On aura compris que votre rapporteur ne peut pas approuver les crédits qui sont proposés par le gouvernement pour la mission « Aide publique au développement » et qu’il vote contre.
À l’issue de l’audition, en commission élargie, de M. Michel Sapin, ministre des finances et des comptes publics, et de Mme Annick Girardin, secrétaire d’État chargée du développement et de la francophonie, le mercredi 22 octobre 2014, la Commission des affaires étrangères examine, pour avis, les crédits pour 2015 des programmes 110 et 209 de la mission « Aide Publique au Développement », sur le rapport de M. Hervé Gaymard.
Mme Odile Saugues, vice-présidente. Je vous propose de donner un avis sur un amendement déposé par le groupe SRC.
M. Jean-Pierre Dufau. Cet amendement vise à déplacer 35 millions d’euros d’autorisations d’engagements et de crédits de paiement figurant à l’action n° 02 du programme 110 (aide économique et financière bilatérale) pour les redéployer sur l’action n° 2 du programme 209, solidarité à l’égard des pays en développement. Il a pour objet de bonifier l’objectif affiché par la Loi d’orientation et de programmation relative à la politique de développement et de solidarité internationale priorisant l’aide à seize pays définis comme les plus pauvres.
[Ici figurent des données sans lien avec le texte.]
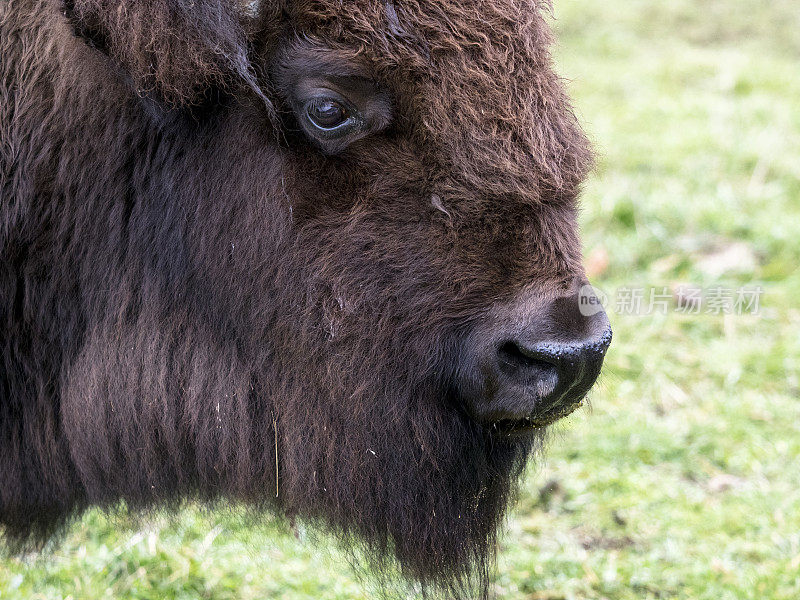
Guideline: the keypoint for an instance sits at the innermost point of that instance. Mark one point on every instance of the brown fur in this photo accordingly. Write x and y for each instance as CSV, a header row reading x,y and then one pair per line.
x,y
187,282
Il permettra de mieux doter le Fonds de solidarité prioritaire, particulièrement sollicité par la crise sanitaire d’Afrique de l’Ouest, provoquée par l’épidémie de fièvre Ebola et donnera à la France l’assurance de pouvoir disposer des crédits nécessaires pour mettre en œuvre la contribution annoncée pour combattre ce fléau.
Mme Odile Saugues, vice-présidente. Je demande au rapporteur quel est son avis.
M. Hervé Gaymard, rapporteur. Favorable.
La commission donne un avis favorable à l’amendement du groupe SRC puis contrairement aux conclusions du rapporteur, la commission émet un avis favorable à l’adoption des crédits de la mission « Aide publique au développement », tels qu’ils figurent à l’état B annexé à l’article 44.
– Mme Anne-Marie Descôtes, directrice générale de la mondialisation, du développement et des partenariats, accompagnée de MM. René Troccaz, directeur des programmes et du réseau, Vincent Dalmais, chef de mission des programmes, Frédéric Bontems, directeur du développement et des biens publics mondiaux, et Olivier Brochenin, sous- directeur de la direction des politiques du développement, Ministère des affaires étrangères et du développement international
– Mme Anne Paugam, directrice générale de l'Agence Française de Développement, accompagnée de M. Jean-Jacques Moineville, directeur général adjoint, Mme Colette Grosset, secrétaire générale, Mme Zolika Bouabdallah, chargée des relations avec les parlementaires
– Mmes Elisa Narminio, responsable du plaidoyer et Annabel Hervieu, responsable de la communication, ONE France
– Mme Nathalie Dupont, responsable du pôle plaidoyer, M. Christian Reboul (Oxfam France), M. Bruno Rivalan (GHA France) et M. Louis-Marie Poitou (ACF), Coordination Sud
– M. Anthony Requin, chef du service des affaires multilatérales et du développement, accompagné de Mme Shanti Bobin, chef du bureau « aide publique au développement », Mme Claire Devineau, MM. Manuel Château et Léonardo Puppetto, adjoints au bureau « aide publique au développement », Direction générale du Trésor.
– Mme Annick Girardin, secrétaire d'État au Développement et à la Francophonie, accompagnée de M. Romaric Roignan, directeur de cabinet, Mme Sandrine de Guio, directrice-adjointe du cabinet, M. Emmanuel Lebrun-Damiens, conseiller budget et administration au cabinet de M. Laurent Fabius, ministre des affaires étrangères, M. Vincent Dalmais chef de mission des programmes, DGM, et Mme Pascale Rey-Pantz, conseillère parlementaire.